You are violent, pushy, and loud. People around you leave either due to intimidation or disgust. Not to mention your sweat problem. Aries is a Meat sign. Meat signs are obnoxious and tasteless, much like a McDonald's hamburger.
Birthstone : Tar. Colour : Ground Meat Red.
You tend towards stubborn bullheadedness and quiet rumination. You also probably have a big bottom. And release a great deal of methane. Taurus is a Grain sign. Grain signs are boring, like most high fibre foods.
Birthstone: Deodorant Crystal. Colour : Compost Brown.
You are insane. So are every one of your indecisive personalities except for the two who killed each other off last night. Gemini is a Fruits and Vegetable sign. Fruits and Vegetable people are known to be unstable, earning them titles like "Fruit" and "Vegetable".

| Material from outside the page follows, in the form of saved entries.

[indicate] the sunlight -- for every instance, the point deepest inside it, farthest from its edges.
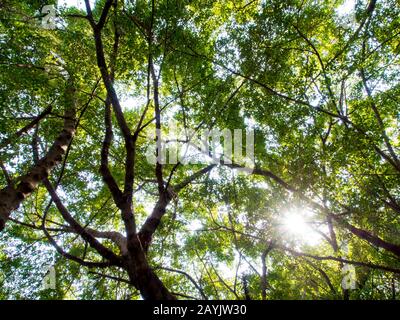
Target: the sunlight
(346, 7)
(296, 222)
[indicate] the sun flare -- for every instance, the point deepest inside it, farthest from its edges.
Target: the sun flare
(296, 224)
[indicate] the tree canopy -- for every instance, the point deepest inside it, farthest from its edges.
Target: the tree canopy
(89, 92)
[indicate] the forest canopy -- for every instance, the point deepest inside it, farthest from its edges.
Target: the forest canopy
(109, 189)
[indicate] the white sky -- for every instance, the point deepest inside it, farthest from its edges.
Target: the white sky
(80, 4)
(346, 7)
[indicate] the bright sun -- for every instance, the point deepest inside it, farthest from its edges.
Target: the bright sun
(296, 222)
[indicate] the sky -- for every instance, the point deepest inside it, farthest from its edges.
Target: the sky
(80, 4)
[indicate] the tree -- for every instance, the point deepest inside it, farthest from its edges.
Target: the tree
(87, 105)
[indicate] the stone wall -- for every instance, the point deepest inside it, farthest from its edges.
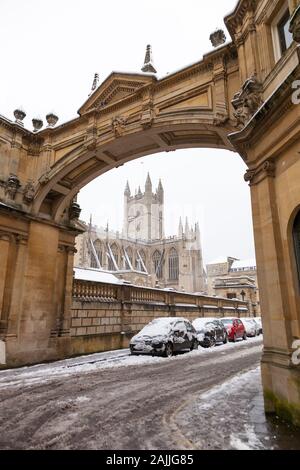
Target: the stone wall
(106, 316)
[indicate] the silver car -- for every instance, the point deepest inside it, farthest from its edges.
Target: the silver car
(164, 337)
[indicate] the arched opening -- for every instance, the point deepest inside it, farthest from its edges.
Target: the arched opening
(97, 255)
(158, 264)
(296, 237)
(113, 257)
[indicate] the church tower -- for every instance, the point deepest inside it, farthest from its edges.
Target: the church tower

Birthstone : Crack Rock. Colour : Purple Paisley.
You are a real marshmallow. People often cheer when you burst into flame and become a charred mass of seething sugar. Cancer is a Dairy sign. Dairy signs are good when they're fresh, awful when they've gotten old and rotten.
Birthstone : Pop Rocks. Colour : White with burnt spots.

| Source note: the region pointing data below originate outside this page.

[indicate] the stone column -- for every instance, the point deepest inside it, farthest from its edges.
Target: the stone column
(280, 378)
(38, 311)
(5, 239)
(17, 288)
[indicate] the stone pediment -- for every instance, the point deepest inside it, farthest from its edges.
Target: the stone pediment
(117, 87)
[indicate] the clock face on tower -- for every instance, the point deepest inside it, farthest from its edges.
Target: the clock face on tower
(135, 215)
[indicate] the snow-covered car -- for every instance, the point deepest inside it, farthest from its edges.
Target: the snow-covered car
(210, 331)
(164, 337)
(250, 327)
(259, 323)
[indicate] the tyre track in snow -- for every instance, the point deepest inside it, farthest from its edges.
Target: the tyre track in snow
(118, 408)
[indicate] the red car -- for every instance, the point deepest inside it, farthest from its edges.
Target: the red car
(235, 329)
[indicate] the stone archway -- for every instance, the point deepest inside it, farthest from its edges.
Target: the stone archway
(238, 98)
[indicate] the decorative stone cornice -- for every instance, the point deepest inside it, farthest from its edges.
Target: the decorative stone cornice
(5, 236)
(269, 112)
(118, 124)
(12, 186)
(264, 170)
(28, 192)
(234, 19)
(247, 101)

You couldn't tell the truth if your lie depended on it. Yes, that's lie, not life. Leo is a Meat sign. Meat signs tend to be like meat itself ; they attract flies when left out.
Birthstone : Kitty Litter. Colour : Jaundice Yellow.
You are tacky and stubborn concerning everything. You could go on Jerry Springer if you were only more exciting. Virgo is a Grain sign. Grain signs tend to go on and on and on, like wheat fields in the Prairies.
Birthstone : Rhinestone. Colour : Out-of-date Orange.
You tend to be wishy washy live-and-let-live loser. You thank people after they rob you and smile so they can kick you in the teeth. Libra is a Fruits and Vegetable sign. Fruit and Vegetable people should be carefully wrapped and packed in crates for their own protection.
Birthstone : Rolling Stone. Colour : Old Yeller.
A total, total slimeball. That's what you are. It's also your best feature. Scorpio is a Dairy sign.
Dairy signs should be stamped with a date just like milk cartons so you know when to throw them out.
Birthstone : Arsenic. Colour : Slime Mould Grey.
You are a whining pain in the arse. Nothing ever works for you, not even you. Saggitarius is a Meat sign. Meat signs are often high in fat and not good for your heart.
Birthstone : Gallstone. Colour : Bile Green.
You are totally ambitious. You are also a total freak. Your drive for supreme strangeness will one day pay off with your picture in post offices across the nation. Capricorn is a Grain sign. Grain signs are known to be like breakfast cereals ; there's often weevils in the Wheaties.
Birthstone : Glass Eye. Colour : Navy Seascum.
You are peculiar. You probably would swallow goldfish on national television just to make a point and then eat the little plastic diving man in private afterwards for fun. Aquarius is a Fruits and Vegetable sign. Fruit and Vegetable signs are like fruit stands ; often upset.
Birthstone : Pumice. Colour : Algae Aquamarine.
You are a flake. You see secret messages in buttermilk clots and spilt beer, which you then eat mixed together as a new diet. Pisces is a Dairy sign. Dairy sign people are like most dairy products such as cheese or yoghurt...they're only likeable after going somewhat off.
Birthstone : Cement. Colour : Catfood Pink.